EnergetykaGaz.

Kowal: Nord Stream 2 po góralsku (FELIETON)

Budynek Komisji Europejskiej. fot. flickr.com/libereurope (CC BY 2.0)

Budynek Komisji Europejskiej. fot. flickr.com/libereurope (CC BY 2.0)

Nord Stream 2 jest zawalidrogą integracji europejskiej. Ludzie patrzą na niego jak na test, który ma nam coś powiedzieć o prawdziwych intencjach europejskich państw. Jest oczywiście wiele spraw, na podstawie których można badać czy współcześnie integratorzy są szczerzy: w wielu przypadkach test wyszedłby prawdopodobnie bardzo dobrze, ale Gazociągu Północnego w tej dyskusji ominąć się nie da. Unia musi tę próbę przejść i tymczasem efekt tej próby może być słaby – pisze Paweł Kowal, były wiceminister spraw zagranicznych, historyk.

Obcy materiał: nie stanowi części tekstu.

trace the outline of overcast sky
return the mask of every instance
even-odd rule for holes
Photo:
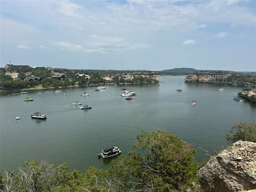
[[[256,1],[1,1],[1,63],[256,70]]]

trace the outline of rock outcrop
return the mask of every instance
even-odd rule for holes
[[[205,191],[239,191],[256,189],[256,143],[239,141],[198,171]]]

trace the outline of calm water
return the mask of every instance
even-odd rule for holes
[[[1,172],[17,170],[26,160],[43,158],[56,164],[66,162],[70,170],[82,172],[91,165],[106,169],[110,160],[98,159],[98,154],[114,145],[126,155],[141,129],[167,131],[195,147],[198,143],[210,151],[219,150],[227,145],[225,135],[233,123],[255,123],[256,105],[232,99],[242,87],[219,91],[219,85],[185,84],[184,78],[162,77],[160,86],[126,86],[138,94],[131,101],[119,96],[119,86],[107,86],[99,92],[79,87],[60,93],[43,90],[1,95]],[[176,91],[179,87],[181,92]],[[63,92],[67,96],[62,95]],[[84,92],[90,96],[81,97]],[[26,97],[34,101],[22,101]],[[71,106],[75,101],[93,108],[81,110]],[[36,111],[46,114],[47,119],[31,119]],[[19,123],[15,121],[17,116],[21,117]],[[197,161],[207,158],[197,149]]]

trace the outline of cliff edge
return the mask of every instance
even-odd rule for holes
[[[235,142],[210,160],[197,174],[205,191],[256,189],[256,143]]]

Mamy więc, „tłumacząc na góralski” taką oto historię: Komisja Europejska składa wniosek o rozwiązanie pewnego problemu w duchu Traktatu Lizbońskiego, sprawa jest oczywista i w interesie europejskim. Przy okazji na stole leżą interesy najważniejszego dzisiaj na Wschodzie sojusznika Unii, czyli Ukrainy. Do tego wchodzi w grę kwestia reputacji Unii a nawet całego Zachodu w rozgrywce z Rosją, i jeszcze możliwość sprawdzenia intencji Waszyngtonu, który deklaruje walkę z koncepcją Nord Stream 2.  Byłaby więc wyśmienita okazja do wzmocnienia euroatlantyckiego sojuszu w sprawach bezpieczeństwa energetycznego. Tymczasem uruchamia się mechanizm konsultacji francusko-niemieckich czyli ożywa duch skądinąd zacnego traktatu elizejskiego uzupełnionego ostatnio w Akwizgranie. Oto potęga polityki. Ile było w Polsce komentarzy, ze traktat akwizgrański to spis pobożnych życzeń a jednak zasada ścisłej konsultacji każdej sprawy zadziałała, a być może z tyłu mamy jeszcze do czynienia z rosyjskim lobbingiem wobec jednej ze stron. Jako Polska podczas głosowania nad dyrektywą gazową odnieśliśmy pyrrusowe zwycięstwo – ustępstwa uczynione na rzecz innych członków Unii były nieznaczące w stosunku do siły żelaznych więzów francusko-niemieckich. Dopiero interwencja Parlamentu Europejskiego w trilogu poprawiła zapisy i pokazała na kogo w Europie można liczyć.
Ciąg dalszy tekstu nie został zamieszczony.